Database Theory and Applications M
SELECTED SOLUTIONS FROM PAST EXAM PAPERS
Part A: Relational Modelling & Normalisation
Exam Paper 2019: Question 2 (b) Consider the relation R(A, B, C, D, E) with the following FDs:
• FD1: A → E
• FD2: B → D
• FD3: {A, B} → C
1. Which are the possible candidate keys in the relation R? Explain your answer.
The minimum subset of attributes that functionally determine all attributes is {A,B}, since A and B partially
determine E and D, respectively, and both determine C. Hence, {A,B} → {E,D,C}.
2. Which is the maximum Normal Form (NF) of the relation R? Explain your answer.
The relation is in 1NF due to atomic attributes. Now, to check about the 2NF, there should not be any partial
dependency of non-prime attributes on the primary key (and any candidate key). D and E are partially
dependent on {A,B}, thus, the relation is in 1NF only.
3. Decompose the relation R into a set of relations in Boyce-Codd NF (BCNF) and show the process of this
decomposition in your answer.
To avoid the partial dependencies, we split relation R into relations corresponding to the direct FDs. That is,
we construct the relations where the primary key directly determines the non-prime attributes, which are:
R1(A,E), R2(B,D), and R3(A,B,C) and the primary keys are provided underlined. Now, in each of the relations
R1, R2, and R3, the primary key directly determines the non-prime attributes. In this case, R1, R2, and R3 are
in 2NF. There are no transitive dependencies in each relation, thus, the schema is also in 3NF. Since in all FDs
now, the left-hand side corresponds to primary key, the schema is also in BCNF.
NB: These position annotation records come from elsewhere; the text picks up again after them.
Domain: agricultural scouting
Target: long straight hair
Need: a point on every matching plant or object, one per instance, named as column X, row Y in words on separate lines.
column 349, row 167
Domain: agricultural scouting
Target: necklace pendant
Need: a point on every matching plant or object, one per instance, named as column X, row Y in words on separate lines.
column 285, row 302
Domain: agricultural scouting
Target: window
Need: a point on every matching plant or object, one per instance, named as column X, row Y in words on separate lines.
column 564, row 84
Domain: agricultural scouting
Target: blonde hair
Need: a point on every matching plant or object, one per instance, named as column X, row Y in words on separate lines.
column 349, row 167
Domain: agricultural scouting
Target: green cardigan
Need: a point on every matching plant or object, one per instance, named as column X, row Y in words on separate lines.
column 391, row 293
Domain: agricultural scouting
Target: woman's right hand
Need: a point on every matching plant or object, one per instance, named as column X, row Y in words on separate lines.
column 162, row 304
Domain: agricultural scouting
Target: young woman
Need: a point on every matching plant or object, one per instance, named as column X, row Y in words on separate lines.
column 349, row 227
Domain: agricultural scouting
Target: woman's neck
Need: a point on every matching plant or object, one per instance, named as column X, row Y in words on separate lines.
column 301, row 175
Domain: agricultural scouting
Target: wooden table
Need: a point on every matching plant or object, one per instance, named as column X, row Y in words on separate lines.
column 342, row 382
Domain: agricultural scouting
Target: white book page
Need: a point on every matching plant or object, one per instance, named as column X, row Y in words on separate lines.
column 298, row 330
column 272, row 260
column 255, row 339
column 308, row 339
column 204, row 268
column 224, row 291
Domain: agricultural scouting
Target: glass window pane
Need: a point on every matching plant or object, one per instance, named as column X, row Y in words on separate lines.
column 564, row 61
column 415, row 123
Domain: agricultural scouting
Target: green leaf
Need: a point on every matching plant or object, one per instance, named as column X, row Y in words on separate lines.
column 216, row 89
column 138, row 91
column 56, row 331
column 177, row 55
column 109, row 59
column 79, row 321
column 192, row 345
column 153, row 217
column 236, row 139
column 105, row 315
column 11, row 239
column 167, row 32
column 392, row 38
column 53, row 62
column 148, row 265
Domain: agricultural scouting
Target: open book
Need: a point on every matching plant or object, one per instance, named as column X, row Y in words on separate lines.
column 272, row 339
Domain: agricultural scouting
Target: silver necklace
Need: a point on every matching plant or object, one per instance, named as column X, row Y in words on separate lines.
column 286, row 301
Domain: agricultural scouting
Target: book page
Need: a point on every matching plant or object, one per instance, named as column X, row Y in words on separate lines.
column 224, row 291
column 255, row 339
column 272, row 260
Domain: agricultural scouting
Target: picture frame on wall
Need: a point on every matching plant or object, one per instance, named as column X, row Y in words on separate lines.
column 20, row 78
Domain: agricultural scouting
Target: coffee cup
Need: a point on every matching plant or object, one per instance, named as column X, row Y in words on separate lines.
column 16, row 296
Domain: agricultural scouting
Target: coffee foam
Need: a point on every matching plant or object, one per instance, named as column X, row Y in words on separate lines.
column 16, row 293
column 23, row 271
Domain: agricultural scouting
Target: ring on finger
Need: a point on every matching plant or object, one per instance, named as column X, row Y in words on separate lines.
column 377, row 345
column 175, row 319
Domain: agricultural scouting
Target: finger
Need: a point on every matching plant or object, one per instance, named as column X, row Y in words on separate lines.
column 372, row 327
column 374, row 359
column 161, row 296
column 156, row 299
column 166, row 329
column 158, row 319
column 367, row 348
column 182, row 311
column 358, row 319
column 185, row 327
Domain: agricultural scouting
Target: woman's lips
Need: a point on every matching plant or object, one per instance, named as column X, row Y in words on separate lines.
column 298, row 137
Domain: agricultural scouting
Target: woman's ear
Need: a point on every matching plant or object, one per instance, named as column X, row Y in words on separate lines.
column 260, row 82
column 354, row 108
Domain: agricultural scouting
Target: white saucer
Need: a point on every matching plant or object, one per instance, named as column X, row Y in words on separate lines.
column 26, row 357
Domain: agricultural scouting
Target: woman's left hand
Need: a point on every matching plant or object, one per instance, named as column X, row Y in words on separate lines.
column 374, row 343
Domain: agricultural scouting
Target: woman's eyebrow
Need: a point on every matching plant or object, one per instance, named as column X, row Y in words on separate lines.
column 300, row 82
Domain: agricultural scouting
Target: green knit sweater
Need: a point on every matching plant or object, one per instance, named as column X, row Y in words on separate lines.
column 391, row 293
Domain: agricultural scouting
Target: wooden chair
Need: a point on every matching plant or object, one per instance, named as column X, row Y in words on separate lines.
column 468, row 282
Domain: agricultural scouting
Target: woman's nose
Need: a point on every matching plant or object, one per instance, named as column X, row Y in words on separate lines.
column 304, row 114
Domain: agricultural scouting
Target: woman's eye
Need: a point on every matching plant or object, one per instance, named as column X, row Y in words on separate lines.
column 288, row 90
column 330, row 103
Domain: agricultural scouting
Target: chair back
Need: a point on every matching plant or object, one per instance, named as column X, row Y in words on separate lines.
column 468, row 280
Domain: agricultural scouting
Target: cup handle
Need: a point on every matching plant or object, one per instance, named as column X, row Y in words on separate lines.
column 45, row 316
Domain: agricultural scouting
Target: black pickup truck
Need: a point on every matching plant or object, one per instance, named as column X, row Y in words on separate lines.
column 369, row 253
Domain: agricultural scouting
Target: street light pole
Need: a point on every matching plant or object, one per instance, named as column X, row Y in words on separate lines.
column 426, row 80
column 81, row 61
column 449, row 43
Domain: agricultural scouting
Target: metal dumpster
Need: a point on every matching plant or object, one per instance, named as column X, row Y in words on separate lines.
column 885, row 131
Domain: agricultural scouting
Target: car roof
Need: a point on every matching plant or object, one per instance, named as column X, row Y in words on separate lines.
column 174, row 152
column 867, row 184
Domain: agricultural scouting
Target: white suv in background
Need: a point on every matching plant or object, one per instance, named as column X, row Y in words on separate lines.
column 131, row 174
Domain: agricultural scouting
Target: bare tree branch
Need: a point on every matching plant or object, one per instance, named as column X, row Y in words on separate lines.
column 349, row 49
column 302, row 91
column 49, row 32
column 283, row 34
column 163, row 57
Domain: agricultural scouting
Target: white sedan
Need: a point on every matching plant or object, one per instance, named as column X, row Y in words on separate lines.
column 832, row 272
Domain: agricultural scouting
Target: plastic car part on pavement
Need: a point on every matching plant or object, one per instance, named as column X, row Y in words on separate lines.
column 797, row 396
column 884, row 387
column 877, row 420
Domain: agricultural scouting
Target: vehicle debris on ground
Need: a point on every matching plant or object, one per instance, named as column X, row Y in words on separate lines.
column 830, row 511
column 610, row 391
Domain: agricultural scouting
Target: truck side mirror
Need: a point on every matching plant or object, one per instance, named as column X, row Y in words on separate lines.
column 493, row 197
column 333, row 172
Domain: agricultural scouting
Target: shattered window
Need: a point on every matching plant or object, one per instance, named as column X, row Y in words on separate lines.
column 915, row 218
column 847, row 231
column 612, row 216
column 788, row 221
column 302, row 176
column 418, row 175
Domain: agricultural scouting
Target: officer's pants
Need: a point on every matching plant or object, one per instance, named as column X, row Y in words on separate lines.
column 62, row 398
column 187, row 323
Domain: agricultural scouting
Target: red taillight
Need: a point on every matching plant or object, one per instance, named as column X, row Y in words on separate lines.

Exam Paper 2020: Question 2
Consider the relation R(A, B, C, D, E) with the following FDs:
FD1: A → C; FD2: C → D; FD3: D → E; FD4: B → D
a) Which are the possible candidate keys in the relation R? Explain your answer.
b) Which is the maximum Normal Form (NF) of the relation R? Explain your answer.
c) Decompose the relation R into a set of relations in Boyce-Codd NF (BCNF). Describe your
methodology at each stage of decomposition.
(a) By transitivity, A → {C, D, E} and since B → D then {A, B} can determine all the attributes in the
relation.
(b) Since there is a partial FD in the PK {A, B}, where B → D, then it is not in the 2NF. Hence, it is in
the 1NF.
(c) For 2NF, A → C, A → D, and A → E are partial FDs, we obtain that R1(A, C, D, E) and R2(A, B).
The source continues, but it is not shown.